I left California Saturday at 3:30. I slept on the long leg from LA to Paris, which undoubtedly contributed to my feeling of lightheadedness when I had to change planes. The airport in Paris is always very bright, but it seemed even more luminous in my state. 2 hours later, 15 hours after leaving California, I was in Milan.
During the flight from Paris to Milan, I tried to meditate some and succeeded in feeling somewhat more settled by the time I landed. I was met by my father's niece, who hugged me tightly before rushing us to the hospital. My stress grew again to match hers, and by the time we got there, through the traffic around the Pope's visit and the usual chaos of Milan, I was very tight and felt completely muddle-headed.
When I got to the hospital, many friends and family were already there, having kept watch over my father for the past day. I greeted them, some of whom I had not seen in 20 or more years, and then made my way to Paramo's bedside around 4:30. (Even though I was adopted when I was 9, I have rarely called him "dad", first just calling him by his given name, Marco, and later the name he had been given by our guru.) I spoke gently to him, letting him know I was here, and held his hand. After a bit, the doctor on duty came in, and we spoke for a few minutes about his thoughts and findings, and prognosis. My sister had copies of the CT scans, and I could easily see the blood, filling an area the size of a woman's fist, deep in his brain, near the medulla. Completly inoperable. All signs were poor, and shortly his breathing became less steady.
After about 30 minutes, my sister decided to go shower and change, as she had been there for more than 20 hours. Since I was still wound up, I told her to go, and that I would stay, and call with any news. I spent a few minutes with his friends and Iaia, his companion of 22 years, just standing by the side of his bed, and saying the things one says when there is not much to say. Then, I sat down in the lone chair by his side and took his hand. At first, I tried to pour some energy into his body, to see if that would help, or put a ring of light around him, but within a minute or so, I became aware that I wasn't centered enough to do anything useful, so I concentrated on becoming centered and then asking him what he needed from me. As I settled myself, I thought that what he needed was permission, so I said, "It's OK, Paramo. it's OK. Go and be with Bhagwan and Ramesh.
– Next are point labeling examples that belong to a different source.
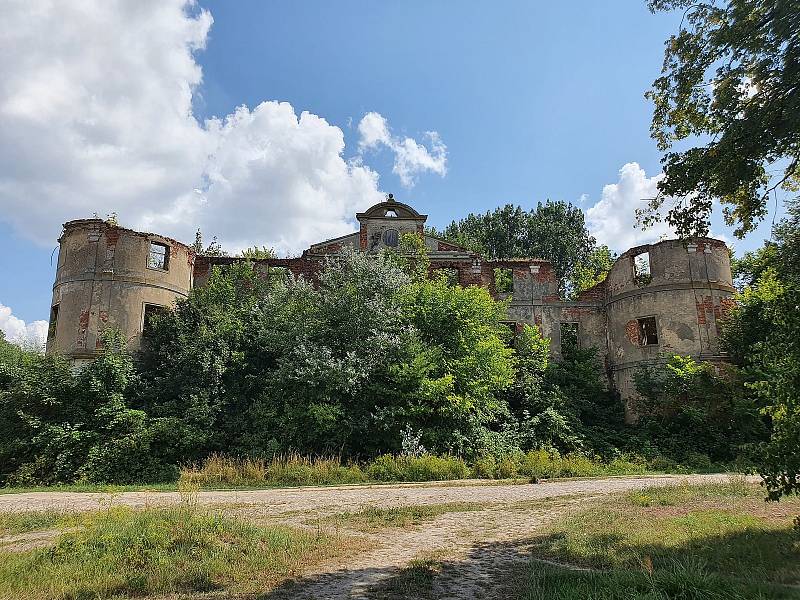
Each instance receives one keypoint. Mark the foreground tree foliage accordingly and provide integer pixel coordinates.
(376, 359)
(694, 409)
(763, 337)
(729, 81)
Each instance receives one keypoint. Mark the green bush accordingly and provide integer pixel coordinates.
(411, 468)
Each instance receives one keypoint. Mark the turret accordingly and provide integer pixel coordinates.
(112, 276)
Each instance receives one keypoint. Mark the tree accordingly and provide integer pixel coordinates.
(257, 252)
(729, 82)
(555, 231)
(593, 269)
(253, 365)
(762, 334)
(213, 249)
(688, 408)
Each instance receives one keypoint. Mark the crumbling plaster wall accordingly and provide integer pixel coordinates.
(688, 292)
(102, 279)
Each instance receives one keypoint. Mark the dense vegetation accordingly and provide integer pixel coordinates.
(376, 360)
(728, 87)
(555, 231)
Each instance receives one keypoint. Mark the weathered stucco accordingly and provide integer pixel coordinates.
(103, 279)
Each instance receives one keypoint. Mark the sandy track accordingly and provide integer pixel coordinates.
(347, 497)
(478, 549)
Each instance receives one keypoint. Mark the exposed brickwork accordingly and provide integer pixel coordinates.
(704, 308)
(725, 306)
(330, 248)
(445, 247)
(576, 313)
(596, 293)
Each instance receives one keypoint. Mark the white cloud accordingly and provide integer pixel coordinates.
(29, 335)
(96, 116)
(612, 220)
(410, 157)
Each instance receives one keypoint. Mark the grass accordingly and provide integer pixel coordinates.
(406, 517)
(126, 552)
(92, 488)
(25, 522)
(222, 472)
(707, 541)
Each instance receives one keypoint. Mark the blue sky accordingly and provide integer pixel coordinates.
(531, 101)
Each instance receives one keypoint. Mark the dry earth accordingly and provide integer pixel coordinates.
(476, 550)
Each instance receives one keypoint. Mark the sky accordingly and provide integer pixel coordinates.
(273, 123)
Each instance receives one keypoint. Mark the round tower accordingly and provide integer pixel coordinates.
(665, 299)
(111, 276)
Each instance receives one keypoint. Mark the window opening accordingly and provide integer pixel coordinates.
(150, 311)
(158, 258)
(391, 238)
(648, 335)
(503, 281)
(450, 275)
(512, 333)
(569, 336)
(51, 328)
(641, 269)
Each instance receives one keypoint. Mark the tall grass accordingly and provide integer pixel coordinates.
(124, 552)
(294, 469)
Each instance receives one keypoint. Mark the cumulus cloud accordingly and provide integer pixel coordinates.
(410, 157)
(17, 331)
(612, 220)
(96, 116)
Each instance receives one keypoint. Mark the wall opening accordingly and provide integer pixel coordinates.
(51, 327)
(569, 336)
(391, 237)
(512, 333)
(449, 275)
(641, 269)
(503, 281)
(150, 311)
(648, 333)
(158, 257)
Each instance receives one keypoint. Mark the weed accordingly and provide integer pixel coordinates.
(120, 551)
(375, 519)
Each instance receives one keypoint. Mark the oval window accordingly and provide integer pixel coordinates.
(391, 238)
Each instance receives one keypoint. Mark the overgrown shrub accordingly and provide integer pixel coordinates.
(696, 414)
(422, 468)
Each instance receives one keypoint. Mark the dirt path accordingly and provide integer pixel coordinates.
(473, 552)
(346, 497)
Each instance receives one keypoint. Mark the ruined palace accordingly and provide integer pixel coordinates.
(658, 299)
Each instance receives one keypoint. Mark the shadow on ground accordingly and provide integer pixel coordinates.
(709, 568)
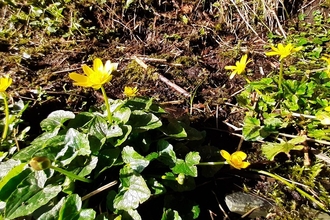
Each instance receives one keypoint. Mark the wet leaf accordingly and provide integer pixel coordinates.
(55, 120)
(69, 208)
(133, 190)
(134, 159)
(187, 166)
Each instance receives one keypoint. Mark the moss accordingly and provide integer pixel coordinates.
(186, 61)
(136, 73)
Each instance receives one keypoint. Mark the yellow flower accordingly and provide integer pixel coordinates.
(130, 91)
(239, 68)
(236, 159)
(327, 59)
(283, 51)
(5, 82)
(95, 77)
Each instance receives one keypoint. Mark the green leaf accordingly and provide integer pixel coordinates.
(29, 195)
(323, 117)
(187, 166)
(270, 150)
(156, 187)
(53, 214)
(130, 214)
(76, 144)
(106, 159)
(55, 120)
(98, 127)
(126, 131)
(9, 170)
(9, 185)
(44, 140)
(133, 190)
(134, 159)
(142, 121)
(122, 115)
(69, 208)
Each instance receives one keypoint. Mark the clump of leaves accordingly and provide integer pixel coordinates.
(130, 141)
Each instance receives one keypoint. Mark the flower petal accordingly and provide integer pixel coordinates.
(245, 164)
(98, 65)
(244, 58)
(230, 67)
(271, 53)
(240, 154)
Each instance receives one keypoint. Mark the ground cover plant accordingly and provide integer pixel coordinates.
(164, 109)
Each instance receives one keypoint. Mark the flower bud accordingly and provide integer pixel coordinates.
(40, 163)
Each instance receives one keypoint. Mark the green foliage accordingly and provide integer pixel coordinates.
(85, 145)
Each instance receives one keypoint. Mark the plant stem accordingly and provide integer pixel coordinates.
(6, 126)
(293, 186)
(281, 76)
(69, 174)
(212, 163)
(107, 104)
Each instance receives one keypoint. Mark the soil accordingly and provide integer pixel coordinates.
(192, 55)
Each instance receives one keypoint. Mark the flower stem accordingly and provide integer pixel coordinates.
(212, 163)
(281, 76)
(70, 175)
(293, 186)
(107, 104)
(6, 126)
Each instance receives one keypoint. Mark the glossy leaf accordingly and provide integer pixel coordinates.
(29, 195)
(134, 159)
(187, 166)
(133, 190)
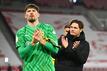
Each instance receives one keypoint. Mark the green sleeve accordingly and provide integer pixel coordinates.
(23, 50)
(53, 43)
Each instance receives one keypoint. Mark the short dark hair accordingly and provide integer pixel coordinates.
(31, 6)
(67, 26)
(80, 23)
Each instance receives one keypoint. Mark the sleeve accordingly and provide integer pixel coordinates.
(21, 47)
(52, 44)
(80, 54)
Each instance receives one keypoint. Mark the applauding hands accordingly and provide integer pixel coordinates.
(38, 37)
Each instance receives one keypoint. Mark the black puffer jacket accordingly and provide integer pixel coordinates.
(72, 59)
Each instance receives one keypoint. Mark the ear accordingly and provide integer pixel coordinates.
(38, 14)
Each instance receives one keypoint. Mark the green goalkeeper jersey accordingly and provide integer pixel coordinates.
(36, 57)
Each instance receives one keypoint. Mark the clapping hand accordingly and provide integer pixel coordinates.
(37, 37)
(76, 44)
(64, 41)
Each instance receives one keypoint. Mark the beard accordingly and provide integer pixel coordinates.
(32, 20)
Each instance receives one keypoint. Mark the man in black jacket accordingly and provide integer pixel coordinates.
(75, 49)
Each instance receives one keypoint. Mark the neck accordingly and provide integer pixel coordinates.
(33, 23)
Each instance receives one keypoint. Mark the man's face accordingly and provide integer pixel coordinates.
(74, 29)
(31, 14)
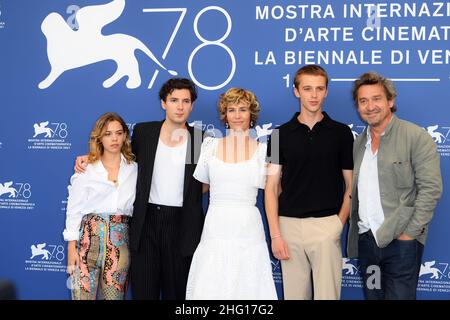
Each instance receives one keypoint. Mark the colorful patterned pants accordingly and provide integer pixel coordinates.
(104, 258)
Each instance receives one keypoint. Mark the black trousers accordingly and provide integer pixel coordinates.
(158, 270)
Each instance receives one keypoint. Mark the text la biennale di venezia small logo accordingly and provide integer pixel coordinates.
(48, 135)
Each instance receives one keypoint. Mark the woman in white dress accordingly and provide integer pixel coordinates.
(232, 259)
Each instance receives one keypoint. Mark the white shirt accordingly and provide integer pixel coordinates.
(168, 175)
(371, 213)
(92, 192)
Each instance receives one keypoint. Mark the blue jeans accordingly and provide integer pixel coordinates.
(389, 273)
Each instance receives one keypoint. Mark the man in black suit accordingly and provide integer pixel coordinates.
(168, 216)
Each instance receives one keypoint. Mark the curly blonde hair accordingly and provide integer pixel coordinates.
(235, 96)
(95, 145)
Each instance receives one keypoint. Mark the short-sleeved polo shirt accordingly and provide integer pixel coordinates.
(312, 162)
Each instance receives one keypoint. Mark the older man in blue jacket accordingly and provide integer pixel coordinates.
(396, 185)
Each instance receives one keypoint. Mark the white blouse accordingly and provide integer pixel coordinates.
(92, 192)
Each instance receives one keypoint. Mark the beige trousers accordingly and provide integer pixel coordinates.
(315, 258)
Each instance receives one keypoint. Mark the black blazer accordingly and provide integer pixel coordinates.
(144, 144)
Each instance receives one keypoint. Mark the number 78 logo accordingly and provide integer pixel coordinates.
(205, 43)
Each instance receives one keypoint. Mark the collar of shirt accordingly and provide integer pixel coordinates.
(100, 169)
(294, 124)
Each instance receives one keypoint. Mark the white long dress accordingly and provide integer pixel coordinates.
(232, 259)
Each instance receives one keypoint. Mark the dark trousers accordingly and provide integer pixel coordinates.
(158, 270)
(389, 273)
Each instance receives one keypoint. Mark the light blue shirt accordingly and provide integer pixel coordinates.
(370, 210)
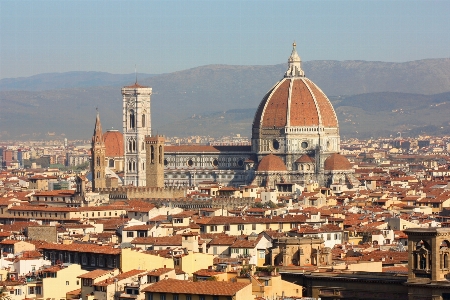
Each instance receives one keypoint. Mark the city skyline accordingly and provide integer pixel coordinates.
(162, 37)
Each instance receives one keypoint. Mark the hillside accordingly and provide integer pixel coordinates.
(219, 99)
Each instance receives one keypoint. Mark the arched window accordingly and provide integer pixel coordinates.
(132, 119)
(445, 261)
(152, 154)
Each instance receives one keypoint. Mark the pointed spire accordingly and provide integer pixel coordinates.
(294, 64)
(97, 138)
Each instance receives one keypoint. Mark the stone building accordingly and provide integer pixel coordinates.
(136, 126)
(295, 139)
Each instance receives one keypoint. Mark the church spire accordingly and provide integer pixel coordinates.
(294, 64)
(97, 138)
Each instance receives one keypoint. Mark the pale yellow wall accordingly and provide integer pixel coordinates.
(23, 246)
(371, 266)
(66, 280)
(131, 259)
(87, 290)
(196, 261)
(278, 287)
(13, 296)
(245, 293)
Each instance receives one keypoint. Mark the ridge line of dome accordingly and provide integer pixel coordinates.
(275, 88)
(319, 112)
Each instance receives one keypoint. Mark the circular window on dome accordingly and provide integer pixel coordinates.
(275, 144)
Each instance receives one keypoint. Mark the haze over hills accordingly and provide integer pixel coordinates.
(370, 98)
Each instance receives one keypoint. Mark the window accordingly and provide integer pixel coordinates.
(176, 261)
(87, 282)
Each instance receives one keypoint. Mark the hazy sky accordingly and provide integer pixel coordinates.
(166, 36)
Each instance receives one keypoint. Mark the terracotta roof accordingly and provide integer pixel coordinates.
(271, 163)
(94, 274)
(301, 100)
(337, 162)
(75, 247)
(159, 272)
(119, 277)
(207, 148)
(218, 288)
(305, 158)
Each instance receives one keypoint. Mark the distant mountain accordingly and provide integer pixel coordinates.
(52, 81)
(220, 99)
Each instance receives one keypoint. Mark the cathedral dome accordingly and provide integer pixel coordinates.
(337, 161)
(305, 159)
(113, 143)
(295, 101)
(271, 163)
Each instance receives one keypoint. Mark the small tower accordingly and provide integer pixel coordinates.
(155, 160)
(98, 151)
(428, 254)
(136, 126)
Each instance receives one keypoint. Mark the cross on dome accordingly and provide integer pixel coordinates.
(294, 64)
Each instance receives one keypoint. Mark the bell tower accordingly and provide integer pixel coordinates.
(136, 125)
(155, 161)
(98, 151)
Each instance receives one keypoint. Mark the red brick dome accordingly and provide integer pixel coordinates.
(271, 163)
(113, 143)
(337, 161)
(295, 101)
We're going to be fine." There was no immediate response, so I just continued to hold his hand and stay centered, holding a ring of pink light around all of us. Within a couple of minutes his breathing changed, and became very soft and light, and his heart rate, which had been quite high, began to drop. A few more moments, and it became obvious that he was going, and the nurses and doctors came in to see what they could do, as the alarms were going off. We had insisted on a "no interventions" instruction (not easy to do in a catholic country), so, after they checked, they left again, and Iaia and I resumed our places, with me sitting by the bed, holding his hand lightly. Less than 5 minutes later, less than an hour since I arrived, he let go of his last breath and lay still.
We stayed like that for a few minutes. My sister, still dripping from the shower, came in and took her place by the bed. We reached out and the three of us held hands, and kept contact with my father's body. Finally, we asked the doctor to remove his oxygen mask, and left the room, so they could take care of any final medical business.
When they were done, we went back and Iaia and Daniela fussed a little over his body, smoothing his hair, and "taking care". We waited for the team to come and take his body for refrigeration, and, somewhat less than 3 hours after arriving in Milan, we left the hospital, to go change and meet for (what else?) drinks and dinner. After all, we're in Italy, one of the most pragmatic countries in the world.